Lorsqu’elle arriva à la rivière avec son lourd panier à linge, elle eut du mal à trouver de la place… c’est comme si toutes les lingères de Drakenvik s’y étaient donné rendez-vous.

Par chance, Bryndis, une jeune fille blonde de quinze ans, remarqua son embarras et lui fit signe de la rejoindre.

— Tu m’aides à plier les draps ? Ensuite je te cède la place et je te donne un coup de main.

L’échange semblait équitable, Mathilde acquiesça.

Les deux filles engagèrent rapidement la conversation.

— Comment s’est passé votre ballade, tout à l’heure ? Sven ne t’a pas trop embêté ? Knutt nous a parlé d’une dispute…

— Oh, ce n’était rien du tout ! J’ai été piqué par une épine et il s’est un peu moqué de moi.
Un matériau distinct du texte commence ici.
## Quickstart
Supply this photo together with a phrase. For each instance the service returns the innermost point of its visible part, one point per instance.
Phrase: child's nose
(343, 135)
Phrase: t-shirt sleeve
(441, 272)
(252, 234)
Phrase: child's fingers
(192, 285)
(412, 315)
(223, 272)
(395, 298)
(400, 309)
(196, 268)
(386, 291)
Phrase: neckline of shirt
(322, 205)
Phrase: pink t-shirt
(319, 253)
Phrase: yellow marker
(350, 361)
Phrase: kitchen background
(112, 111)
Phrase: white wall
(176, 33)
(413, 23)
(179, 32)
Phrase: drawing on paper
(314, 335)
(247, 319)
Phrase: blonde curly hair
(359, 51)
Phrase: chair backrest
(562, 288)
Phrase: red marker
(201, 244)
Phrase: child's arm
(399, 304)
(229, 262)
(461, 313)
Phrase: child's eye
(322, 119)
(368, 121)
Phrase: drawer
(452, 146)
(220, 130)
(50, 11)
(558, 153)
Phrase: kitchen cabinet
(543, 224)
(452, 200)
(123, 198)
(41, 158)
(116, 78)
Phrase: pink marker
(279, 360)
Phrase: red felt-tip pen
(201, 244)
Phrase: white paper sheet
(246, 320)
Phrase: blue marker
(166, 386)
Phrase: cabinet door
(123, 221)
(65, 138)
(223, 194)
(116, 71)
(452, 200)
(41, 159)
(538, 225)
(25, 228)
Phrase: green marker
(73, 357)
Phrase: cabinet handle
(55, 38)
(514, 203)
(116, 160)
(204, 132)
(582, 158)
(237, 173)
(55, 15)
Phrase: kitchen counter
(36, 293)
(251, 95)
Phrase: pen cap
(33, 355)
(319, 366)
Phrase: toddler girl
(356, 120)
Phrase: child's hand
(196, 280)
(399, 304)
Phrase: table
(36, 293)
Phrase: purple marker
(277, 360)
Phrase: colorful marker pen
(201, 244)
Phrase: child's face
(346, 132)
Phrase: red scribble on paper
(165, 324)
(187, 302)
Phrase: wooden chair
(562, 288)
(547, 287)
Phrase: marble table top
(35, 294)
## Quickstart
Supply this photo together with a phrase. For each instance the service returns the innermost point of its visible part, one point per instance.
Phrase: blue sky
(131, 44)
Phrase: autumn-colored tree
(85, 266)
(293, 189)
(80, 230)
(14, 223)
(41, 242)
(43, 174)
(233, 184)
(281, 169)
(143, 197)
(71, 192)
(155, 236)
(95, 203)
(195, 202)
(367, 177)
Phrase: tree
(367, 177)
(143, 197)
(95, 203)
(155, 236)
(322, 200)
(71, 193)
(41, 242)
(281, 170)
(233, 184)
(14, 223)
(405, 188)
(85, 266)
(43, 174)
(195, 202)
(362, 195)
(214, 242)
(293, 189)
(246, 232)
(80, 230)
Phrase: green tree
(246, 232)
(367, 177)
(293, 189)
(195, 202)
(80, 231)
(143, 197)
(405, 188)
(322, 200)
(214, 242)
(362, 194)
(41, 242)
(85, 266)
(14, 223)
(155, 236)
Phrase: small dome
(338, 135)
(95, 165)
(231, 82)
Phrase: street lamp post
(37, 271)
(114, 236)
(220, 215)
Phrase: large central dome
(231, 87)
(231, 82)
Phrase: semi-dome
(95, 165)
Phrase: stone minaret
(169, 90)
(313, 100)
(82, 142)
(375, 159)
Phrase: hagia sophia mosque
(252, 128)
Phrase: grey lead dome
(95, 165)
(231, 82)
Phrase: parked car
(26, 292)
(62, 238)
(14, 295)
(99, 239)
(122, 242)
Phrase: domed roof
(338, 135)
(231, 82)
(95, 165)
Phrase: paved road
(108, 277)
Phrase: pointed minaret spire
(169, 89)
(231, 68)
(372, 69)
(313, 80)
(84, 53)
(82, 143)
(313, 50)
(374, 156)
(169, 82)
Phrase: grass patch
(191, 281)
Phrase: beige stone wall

— Il n’est pas méchant tu sais, coupa Bryndis. Son père lui met beaucoup de pression pour qu’il devienne rapidement un « chef » et un « grand guerrier ». Il l’oblige à faire la cour à Helvorg alors qu’elle est bien trop petite et il y a tout le temps des hommes qui le surveillent.

— Knutt ? demanda Mathilde.

— Knutt et ses quatre frères, confirma Bryndis. Mais Knutt est le pire. Depuis qu’il est devenu un « Trustman », il fait du zêle pour obtenir son propre navire et il met son nez partout. On est obligé de se cacher…

— Qui ça, « on » ? demanda Mathilde.

Bryndis devint écarlate de confusion.

— Ben nous…

— Vous deux ? demanda Mathilde, sous le coup de la surprise.

Et sans attendre de réponse, elle ajouta :

— Et c’est pour ça que tu t’inquiétais de notre « dispute » ? Il n’y a vraiment pas de quoi. Mais je suis tout de même curieuse, tu es plus grande que lui, non ? Comment c’est arrivé ?

— C’est vrai que t’es curieuse. Et bien écoute, et garde ça pour toi : il y a quelques semaines,le Jarl m’attrape par le bas du dos pendant que je nettoyais le hall, il voulait que je m’asseye sur ses genoux, ou plus exactement sur son genou valide, parce que l’autre… bref, je me dégage et je m’apprête à sortir, mais Knutt me rattrape. Et là, Sven lui ordonne de me lâcher avec un air furieux… et puis il m’a raccompagné et on a un peu discuté…

— Juste discuté ?

— Ça, je te raconte pas… mais depuis, Knutt ne nous lâche plus, alors que Hjarulf a certainement oublié cette histoire.

— Ha, les bonne femmes ! rugit une voix d’homme. Vos histoires sont vraiment passionnantes !

Knutt venait de les surprendre.

* * *

— Toi ma petite, fit le guerrier en désignant Bryndis, ça fait longtemps que j’avais des soupçons, mais maintenant j’ai des preuves…

— Oublie ! murmura Mathilde.

— mais maintenant, répéta stupidement Knutt.

— Comment s’est passé la réunion chez le Jarl ? Demanda Bryndis d’une voix tonitruante. Ça semblait sérieux.

— Oui, c’est sérieux ! Un vaisseau-dragon de Siegfried est passé par Holdgard.

— On est déjà au courant, et alors ? Qu’est-ce que Hjarulf a ordonné ?

— Attends que je me souvienne… ah oui ! Il a ordonné que tous ceux et toutes celles qui sont en état de porter une arme se rassemblent sur la place principale. Ils recevront une arme et seront entraînés à s’en servir… pour se protéger.

— Moi aussi ? Demanda Mathilde.

— Tu es une esclave, et une gamine par dessus le marché. Tu rentre chez toi et tu n’en bouges plus.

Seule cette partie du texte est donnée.